Solenex’s legal representation, David MacDonald, with Mountain States Legal Foundation, highlighted these findings during Tuesday’s hearing. He described the two-decade delay in the government’s decision as “significant” and said the hold-up should be considered at length as the litigation moves forward.

“Despite the attempts to minimize and trivialize harms here, cancellation after affirming its [the lease’s] validity for 30-plus years is arbitrary and capricious in violation of their delegated authority. Because whatever authority agencies [Department of Interior] may have to reconsider their decisions, must be exercised within a reasonable period of time,” MacDonald said.

However, MacDonald also maintained the 2015 decision to completely cancel the lease was the first time — after more than three decades of off-and-on resistance — that the department had considered the lease to be invalid.

“It wasn’t just the delay. It was the fact that the agencies have spent decades affirmatively stating that the lease was valid both explicitly and implicitly,” MacDonald said. “There was no indication that the agencies considered the lease was invalid.”

But Timothy Preso, an attorney with Earthjustice, who is representing various environmental groups in the case, pointed to the significant amount of public opposition Solenex has experienced throughout the years.
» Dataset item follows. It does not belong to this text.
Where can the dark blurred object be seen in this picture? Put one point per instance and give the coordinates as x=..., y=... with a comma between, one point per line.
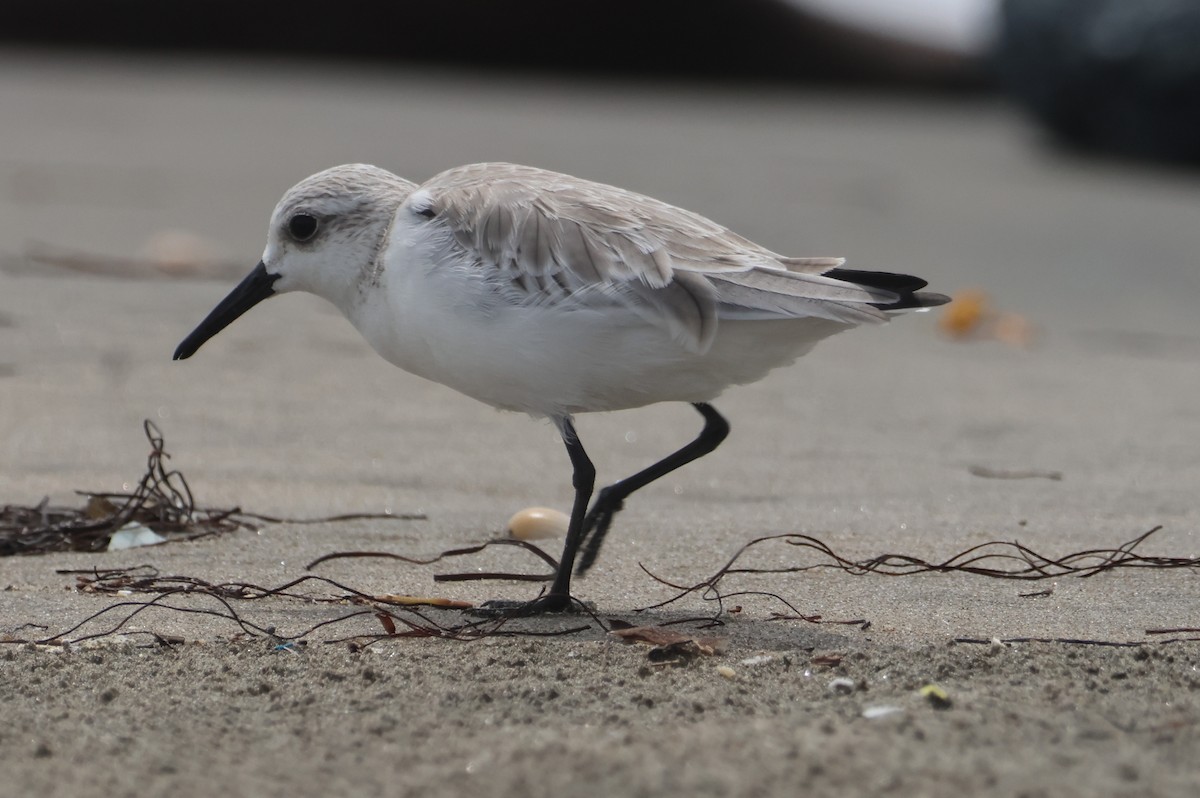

Preso brought up one example that dated back to the mid-1980s. He said the instance was a “public protest of the lease’s invalidity” and that the “issue persisted through numerous subsequent approvals.”

Preso also highlighted how the department’s decision to cancel the lease and revoke drilling rights is in line with what the interior secretary is authorized to do.

“The secretary has to have the power to protect the public’s interest in the public lands. And that concern is front and center in this case,” Preso said.

The bulk of his argument was centered around what the lands mean to the Blackfeet Tribe, which has for many years alongside conservation groups, been a driving force behind the departure of more than a dozen gas and oil companies from the Badger-Two Medicine area.

“The challenged lease cancellation decision protects an area that the Blackfeet Tribe has described as its ‘last traditional sacred territory.’ It’s an area that offers important habitat for grizzly bears, elk, and numerous other sensitive species adjacent to Glacier National Park,” Preso said. “Oil and gas development on this lease would inflict such a severe blow to the Blackfeet Tribe’s cultural interests that their ability to practice their cultural traditions in this area would be lost.”

Preso also added that even with a lawful cancellation of the company’s lease, Solenex has a lease contract in the federal court of claims against the United States for “damages that it has sustained through investments.” He said having this contract in place means Solenex has an option to protect its economic interests while “there is no such safety net” for the public and tribal interests in protecting the lands.

Three federal judges who heard the testimony took the matter under advisement.

Over the decades, more than a dozen leases in the Badger-Two Medicine have ended.

In a major win for the Blackfeet Tribe and environmental groups, Devon Energy retired its 15 separate leases in 2016 in return for sunk costs, or money that already has been spent and which cannot be recovered. And most recently, the Wilderness Society and Moncrief Oil Co. reached an out-of-court settlement to permanently retire the company’s 7,640-acre oil and gas lease in late 2019.

The oil and gas giant said in a press release, “even though Moncrief Oil believes that this valuable oil and gas lease could have been developed while protecting and even benefiting the wilderness, the sensitivity to this special area outweighs development.”

Similar acknowledgments of the Badger-Two Medicine’s significance to the Blackfeet Tribe and to various wildlife species have been shared by companies that have retired their longstanding oil and gas leases voluntarily.

The hardest-fought legal battle has come from Solenex.

“The only hold-out issue in terms of a contest to the cancellation of the lease in the area is the controversy before the court here today,” Preso said.